What is the standard test for each component?

§-Syllabus dot point

NSWHealth and Movement ScienceSyllabus dot point

How are valid and reliable fitness tests selected and used to assess performance and prescribe training?

Select and justify valid, reliable fitness and performance tests for the components of fitness, and use the results to set baselines and prescribe training

A data-skills HSC Health and Movement Science answer on choosing valid, reliable fitness tests, field versus laboratory testing, the standard test for each fitness component (beep test, 1RM, vertical jump, Illinois, sit-and-reach), and using normative results to set baselines and prescribe training.

Generated by Claude Opus 4.810 min answerUpdated 2026-06-02

Reviewed by: AI editorial process; not yet individually human-reviewed

Have a quick question? Jump to the Q&A page

What this sub-topic is asking

NESA wants you to select the right test for each component of fitness, justify it in terms of validity, reliability and accuracy, weigh field tests against laboratory tests, interpret results against normative data, and then use the data to set a baseline and prescribe training. This is a scientific-investigation and data-handling sub-topic, so the marks live in the reasoning about the numbers, not in just naming a test.

In plain English

A fitness test is just a fair, repeatable way to put a number on how fit someone is at one thing - their running endurance, their jump height, how bendy they are. Two ideas decide whether the number is any good. Validity asks: is this test actually measuring the thing I care about? (Timing a sprint tells you about speed, not flexibility.) Reliability asks: if I did it again tomorrow, would I get nearly the same number? (Only if the conditions are the same each time.)

Think of it like weighing yourself. A scale that always reads the same is reliable; a scale that reads your true weight is valid and accurate. A broken scale can be reliable (it always says 60 kg) but useless if your true weight is 70 kg.

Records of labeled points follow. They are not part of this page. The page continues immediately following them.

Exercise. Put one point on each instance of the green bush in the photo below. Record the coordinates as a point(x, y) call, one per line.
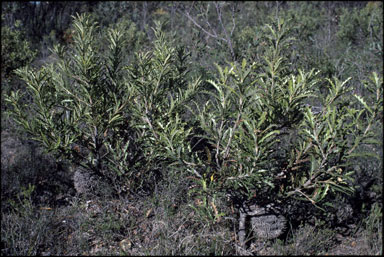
point(266, 143)
point(121, 122)
point(261, 136)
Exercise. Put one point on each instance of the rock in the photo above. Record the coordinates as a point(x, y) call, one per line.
point(265, 222)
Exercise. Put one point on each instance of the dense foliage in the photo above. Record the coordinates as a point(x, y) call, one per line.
point(285, 108)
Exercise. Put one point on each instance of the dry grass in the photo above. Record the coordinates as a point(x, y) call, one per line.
point(161, 224)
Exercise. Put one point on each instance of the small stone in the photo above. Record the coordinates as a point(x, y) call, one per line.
point(125, 244)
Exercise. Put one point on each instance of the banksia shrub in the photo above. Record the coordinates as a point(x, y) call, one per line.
point(273, 137)
point(120, 122)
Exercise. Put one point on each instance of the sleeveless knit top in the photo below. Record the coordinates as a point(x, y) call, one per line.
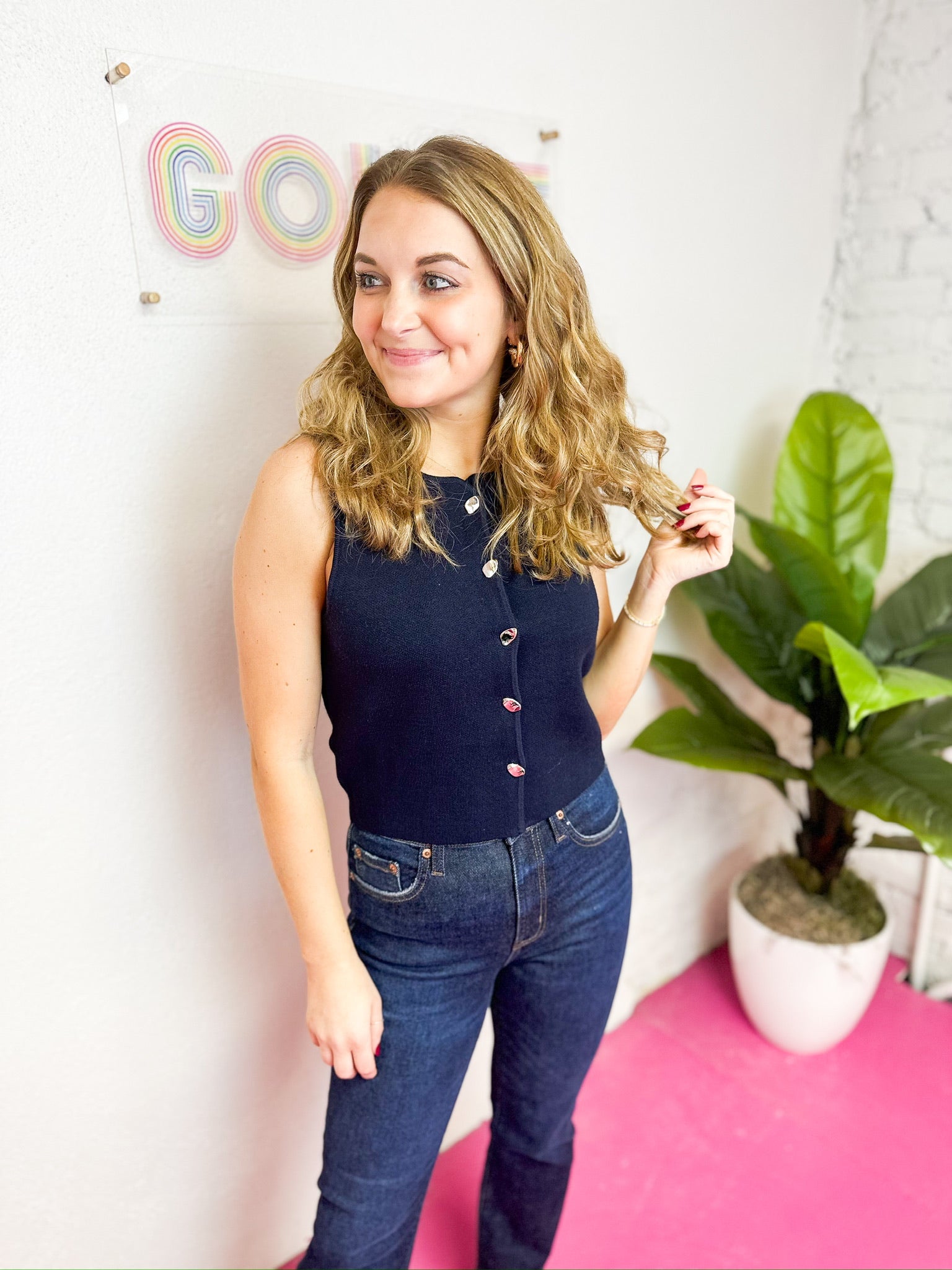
point(455, 695)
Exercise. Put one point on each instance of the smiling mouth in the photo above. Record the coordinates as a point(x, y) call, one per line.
point(410, 356)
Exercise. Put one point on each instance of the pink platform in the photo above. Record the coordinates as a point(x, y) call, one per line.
point(701, 1145)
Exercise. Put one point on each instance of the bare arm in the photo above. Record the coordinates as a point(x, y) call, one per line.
point(702, 544)
point(278, 587)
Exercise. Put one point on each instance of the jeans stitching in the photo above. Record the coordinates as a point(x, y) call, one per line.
point(395, 895)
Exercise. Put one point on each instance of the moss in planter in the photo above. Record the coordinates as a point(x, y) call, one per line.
point(782, 893)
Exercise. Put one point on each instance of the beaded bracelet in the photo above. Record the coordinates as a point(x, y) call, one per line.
point(638, 620)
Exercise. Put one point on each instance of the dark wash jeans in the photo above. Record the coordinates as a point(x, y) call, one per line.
point(532, 928)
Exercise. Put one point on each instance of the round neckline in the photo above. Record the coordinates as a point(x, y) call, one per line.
point(464, 479)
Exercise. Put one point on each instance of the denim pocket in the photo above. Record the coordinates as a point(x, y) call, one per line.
point(593, 815)
point(391, 869)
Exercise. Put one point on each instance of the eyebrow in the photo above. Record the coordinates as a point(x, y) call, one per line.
point(423, 259)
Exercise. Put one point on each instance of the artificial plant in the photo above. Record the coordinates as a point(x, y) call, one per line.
point(875, 685)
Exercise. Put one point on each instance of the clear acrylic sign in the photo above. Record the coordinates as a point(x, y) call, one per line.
point(239, 182)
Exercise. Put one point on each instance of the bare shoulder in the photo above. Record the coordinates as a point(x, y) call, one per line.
point(604, 609)
point(289, 511)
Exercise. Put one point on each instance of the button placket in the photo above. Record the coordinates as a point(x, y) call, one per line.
point(507, 638)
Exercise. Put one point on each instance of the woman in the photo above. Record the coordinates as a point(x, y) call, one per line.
point(428, 556)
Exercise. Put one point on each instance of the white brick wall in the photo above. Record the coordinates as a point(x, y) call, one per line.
point(889, 326)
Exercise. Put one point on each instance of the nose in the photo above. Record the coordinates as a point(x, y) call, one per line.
point(399, 314)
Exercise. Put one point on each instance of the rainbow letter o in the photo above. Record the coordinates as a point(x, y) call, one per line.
point(200, 223)
point(272, 163)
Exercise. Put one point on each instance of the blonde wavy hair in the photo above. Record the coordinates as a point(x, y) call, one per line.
point(562, 443)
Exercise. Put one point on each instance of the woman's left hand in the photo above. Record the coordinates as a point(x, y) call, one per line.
point(678, 553)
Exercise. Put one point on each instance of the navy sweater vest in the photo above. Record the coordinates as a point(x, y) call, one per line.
point(455, 695)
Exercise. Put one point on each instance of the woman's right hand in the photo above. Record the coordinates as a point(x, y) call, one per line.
point(345, 1015)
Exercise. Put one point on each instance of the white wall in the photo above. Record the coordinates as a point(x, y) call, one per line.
point(888, 331)
point(162, 1104)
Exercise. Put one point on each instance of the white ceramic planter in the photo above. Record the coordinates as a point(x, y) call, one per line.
point(803, 997)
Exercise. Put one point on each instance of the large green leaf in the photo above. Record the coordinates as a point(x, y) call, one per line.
point(833, 487)
point(868, 689)
point(719, 735)
point(913, 727)
point(816, 584)
point(901, 786)
point(914, 624)
point(754, 619)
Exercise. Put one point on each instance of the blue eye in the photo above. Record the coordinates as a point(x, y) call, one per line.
point(438, 277)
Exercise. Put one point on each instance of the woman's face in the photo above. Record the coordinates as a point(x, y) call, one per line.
point(428, 310)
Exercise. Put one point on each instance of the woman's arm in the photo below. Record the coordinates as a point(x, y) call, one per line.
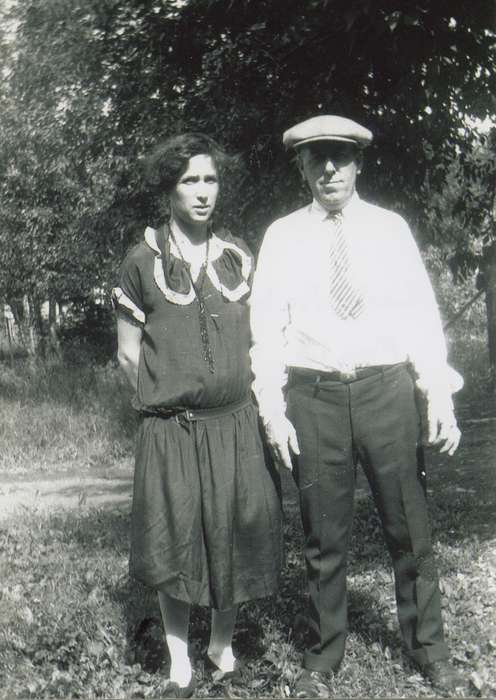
point(129, 344)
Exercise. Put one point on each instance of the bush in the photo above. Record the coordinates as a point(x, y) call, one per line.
point(88, 334)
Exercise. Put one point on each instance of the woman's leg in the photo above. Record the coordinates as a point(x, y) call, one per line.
point(175, 617)
point(220, 646)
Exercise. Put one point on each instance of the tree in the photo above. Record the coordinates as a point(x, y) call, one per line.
point(93, 83)
point(461, 217)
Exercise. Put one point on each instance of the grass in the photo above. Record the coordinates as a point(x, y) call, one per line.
point(60, 418)
point(69, 614)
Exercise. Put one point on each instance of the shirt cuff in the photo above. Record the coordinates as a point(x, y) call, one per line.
point(271, 403)
point(445, 381)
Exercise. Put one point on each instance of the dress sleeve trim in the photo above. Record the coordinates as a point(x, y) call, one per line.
point(121, 300)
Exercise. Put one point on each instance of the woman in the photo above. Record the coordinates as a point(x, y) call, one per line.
point(206, 513)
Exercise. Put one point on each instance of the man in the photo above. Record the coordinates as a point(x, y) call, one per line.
point(346, 333)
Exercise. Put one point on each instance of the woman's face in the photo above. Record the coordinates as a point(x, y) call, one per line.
point(193, 198)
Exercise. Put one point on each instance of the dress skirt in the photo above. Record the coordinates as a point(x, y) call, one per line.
point(206, 519)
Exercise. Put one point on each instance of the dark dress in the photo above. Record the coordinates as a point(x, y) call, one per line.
point(206, 519)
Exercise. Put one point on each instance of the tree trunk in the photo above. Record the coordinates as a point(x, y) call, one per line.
point(53, 338)
point(490, 286)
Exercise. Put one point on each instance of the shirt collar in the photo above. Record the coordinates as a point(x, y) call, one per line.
point(317, 210)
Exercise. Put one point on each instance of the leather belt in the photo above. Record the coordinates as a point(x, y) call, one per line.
point(314, 376)
point(194, 414)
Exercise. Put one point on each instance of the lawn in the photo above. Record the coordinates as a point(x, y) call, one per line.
point(74, 625)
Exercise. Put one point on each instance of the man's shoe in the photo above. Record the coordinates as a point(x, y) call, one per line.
point(444, 677)
point(174, 690)
point(312, 684)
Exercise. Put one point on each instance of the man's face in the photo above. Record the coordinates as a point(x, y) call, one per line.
point(330, 169)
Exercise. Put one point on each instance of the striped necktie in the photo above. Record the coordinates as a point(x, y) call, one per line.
point(345, 298)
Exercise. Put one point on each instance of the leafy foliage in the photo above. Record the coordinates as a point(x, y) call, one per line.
point(91, 85)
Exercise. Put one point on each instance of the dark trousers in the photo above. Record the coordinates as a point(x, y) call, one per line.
point(374, 420)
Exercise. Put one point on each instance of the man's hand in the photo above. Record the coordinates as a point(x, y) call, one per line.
point(442, 427)
point(282, 439)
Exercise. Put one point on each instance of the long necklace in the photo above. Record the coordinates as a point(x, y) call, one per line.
point(202, 308)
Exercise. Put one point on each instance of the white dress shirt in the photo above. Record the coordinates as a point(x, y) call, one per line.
point(294, 324)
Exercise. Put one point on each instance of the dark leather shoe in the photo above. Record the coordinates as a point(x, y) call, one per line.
point(444, 677)
point(174, 690)
point(312, 684)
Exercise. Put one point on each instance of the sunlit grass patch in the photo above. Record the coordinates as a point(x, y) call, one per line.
point(62, 417)
point(69, 615)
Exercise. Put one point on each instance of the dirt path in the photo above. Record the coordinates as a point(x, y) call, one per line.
point(112, 487)
point(108, 488)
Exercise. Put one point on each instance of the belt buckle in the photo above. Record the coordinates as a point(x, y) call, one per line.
point(349, 376)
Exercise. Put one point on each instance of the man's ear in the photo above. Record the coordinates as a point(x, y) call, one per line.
point(359, 161)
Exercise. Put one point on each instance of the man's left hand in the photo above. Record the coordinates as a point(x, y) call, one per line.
point(442, 426)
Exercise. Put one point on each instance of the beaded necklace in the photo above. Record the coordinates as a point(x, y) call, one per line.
point(202, 308)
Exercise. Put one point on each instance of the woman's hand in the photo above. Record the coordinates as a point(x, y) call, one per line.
point(282, 439)
point(129, 345)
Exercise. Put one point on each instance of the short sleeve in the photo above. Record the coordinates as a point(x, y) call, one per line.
point(128, 297)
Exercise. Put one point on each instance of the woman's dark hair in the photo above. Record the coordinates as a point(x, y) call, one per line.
point(169, 160)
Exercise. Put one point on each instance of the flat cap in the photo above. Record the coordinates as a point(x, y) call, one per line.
point(327, 127)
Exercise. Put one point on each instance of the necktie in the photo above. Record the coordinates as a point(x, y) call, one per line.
point(345, 297)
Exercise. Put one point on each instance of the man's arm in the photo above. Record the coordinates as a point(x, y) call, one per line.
point(436, 380)
point(269, 319)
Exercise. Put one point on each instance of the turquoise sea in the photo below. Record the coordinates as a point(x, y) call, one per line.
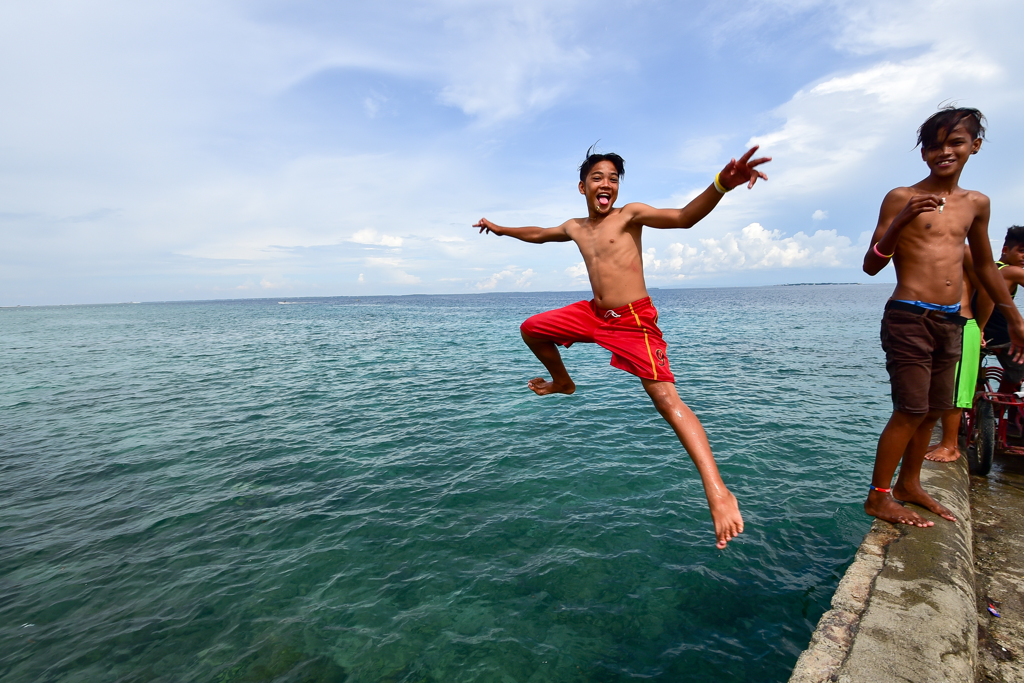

You also choose WHERE to test. A field test (like the beep test on a court) is cheap, quick and you can do a whole team at once - but it only estimates fitness. A laboratory test (a VO2max machine) is dead accurate but slow, costly and one person at a time. Once you have a trustworthy number, you compare it to a chart of typical scores for that age, find the athlete's weak spot, and train it - then test again to see if it worked.

The answer

Good testing is a chain: pick a valid test, run it reliably, rate it against normative data, set a baseline, prescribe to the weakest component, then re-test. Get any link wrong and the data misleads you.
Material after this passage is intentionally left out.